NLM Photonics’ device works best in the conventional (C) telecommunications band, using infrared rays of about 1550 nanometers wavelength. This wavelength is especially important for long-distance communication, thus NLM’s advancements are especially applicable and needed within today’s telecommunication infrastructures.
“It’s a device available now at 300 mm, without any question of manufacturing issues.” – Clint Schow
Schow described this achievement as groundbreaking, indicating that it has the potential to raise the bar for the industry. Simplifying the ability to manufacture devices at this scale without thermal runaway highlights NLM Photonics’ commitment to innovation and reliability.
Long-term Stability and Reliability
Aside from its record data rates, NLM Photonics’ device has shown long-term thermal stability above 120 degrees Celsius. This durability is especially critical for telecom hardware, which are frequently deployed in harsh conditions. The firm’s encapsulation technology shines when pushed to the extreme. It resists continuous exposure to temperatures up to 85 degrees Celsius and passes extreme hot and humid temperature cycling tests.
These attributes make NLM Photonics’ device an attractive and proven solution for telecommunications operators seeking to upgrade their networks and stay competitive. The company was committed to making sure that its products exceeded the strict standards established by the industry, but still managed to innovate.
“Our near-term focus is working toward manufacturability at scale.” – Johnson
Johnson emphasized the company’s goal to deliberately scale up production and do it at such a rate that quality isn’t sacrificed. This focus on making designs manufacturable dovetails with the increasing appetite for ever more nuanced, high-performing telecommunication devices.
The Future of Photonics
NLM Photonics and Imec are doing exciting work to advance photonics technology. Experts are excited about the promising future of data transmission. With each passing day, the race between different technologies intensifies as developers search for better nonwoven or next-generation materials that could provide even more performance.
“Any of these technologies could end up winning.” – Clint Schow
Schow’s hopeful observation speaks to an industry zeitgeist in which no single innovation has yet emerged as the clear winner. As we continue to explore new materials beyond silicon like polymers, we may be on the cusp of revolutionary breakthroughs that will change the face of telecommunications.

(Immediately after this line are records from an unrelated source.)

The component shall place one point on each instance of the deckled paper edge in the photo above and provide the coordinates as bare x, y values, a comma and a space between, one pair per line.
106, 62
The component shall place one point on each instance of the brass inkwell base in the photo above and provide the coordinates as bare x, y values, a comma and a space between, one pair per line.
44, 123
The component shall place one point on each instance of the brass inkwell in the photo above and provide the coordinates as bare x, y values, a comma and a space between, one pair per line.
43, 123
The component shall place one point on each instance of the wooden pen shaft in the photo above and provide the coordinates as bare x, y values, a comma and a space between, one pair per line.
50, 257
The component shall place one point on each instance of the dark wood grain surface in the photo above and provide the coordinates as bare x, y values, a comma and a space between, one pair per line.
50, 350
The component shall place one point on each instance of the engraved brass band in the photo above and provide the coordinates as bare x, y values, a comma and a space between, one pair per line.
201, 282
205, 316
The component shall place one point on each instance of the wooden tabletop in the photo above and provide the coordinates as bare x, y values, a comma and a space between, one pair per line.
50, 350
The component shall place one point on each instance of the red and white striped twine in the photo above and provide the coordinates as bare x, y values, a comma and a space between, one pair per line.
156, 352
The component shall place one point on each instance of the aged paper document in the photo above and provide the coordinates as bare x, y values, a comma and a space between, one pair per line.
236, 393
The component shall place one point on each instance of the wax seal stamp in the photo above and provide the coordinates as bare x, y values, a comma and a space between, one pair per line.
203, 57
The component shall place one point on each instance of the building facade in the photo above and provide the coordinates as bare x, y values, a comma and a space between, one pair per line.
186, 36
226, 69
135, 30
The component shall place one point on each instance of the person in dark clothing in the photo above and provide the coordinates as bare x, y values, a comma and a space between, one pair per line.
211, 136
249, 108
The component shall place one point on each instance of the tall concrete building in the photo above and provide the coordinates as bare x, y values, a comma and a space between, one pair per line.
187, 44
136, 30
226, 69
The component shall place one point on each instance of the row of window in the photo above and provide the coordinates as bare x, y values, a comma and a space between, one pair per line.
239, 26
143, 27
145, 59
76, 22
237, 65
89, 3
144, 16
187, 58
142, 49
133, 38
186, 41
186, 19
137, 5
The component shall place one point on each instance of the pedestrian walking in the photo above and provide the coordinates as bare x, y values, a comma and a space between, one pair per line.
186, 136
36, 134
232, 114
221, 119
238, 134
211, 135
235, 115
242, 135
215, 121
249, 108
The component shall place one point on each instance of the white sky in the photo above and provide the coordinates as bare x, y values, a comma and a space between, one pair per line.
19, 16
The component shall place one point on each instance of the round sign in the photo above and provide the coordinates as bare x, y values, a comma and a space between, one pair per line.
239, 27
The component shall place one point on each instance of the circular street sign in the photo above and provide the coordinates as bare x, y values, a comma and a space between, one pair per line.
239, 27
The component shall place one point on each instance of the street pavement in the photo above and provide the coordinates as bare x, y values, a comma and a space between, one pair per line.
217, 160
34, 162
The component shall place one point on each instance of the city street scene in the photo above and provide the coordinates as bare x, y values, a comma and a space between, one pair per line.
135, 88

“Silicon still has plenty of headroom, even for the most demanding high-speed applications.” – Bruynsteen
While alternative materials have increased in market presence, Bruynsteen acknowledged that silicon-based solutions are still strong and advancing toward more future applications. By incorporating these new innovations into current infrastructures, organizations can continue to stay ahead of the curve in the fast-paced world of innovation.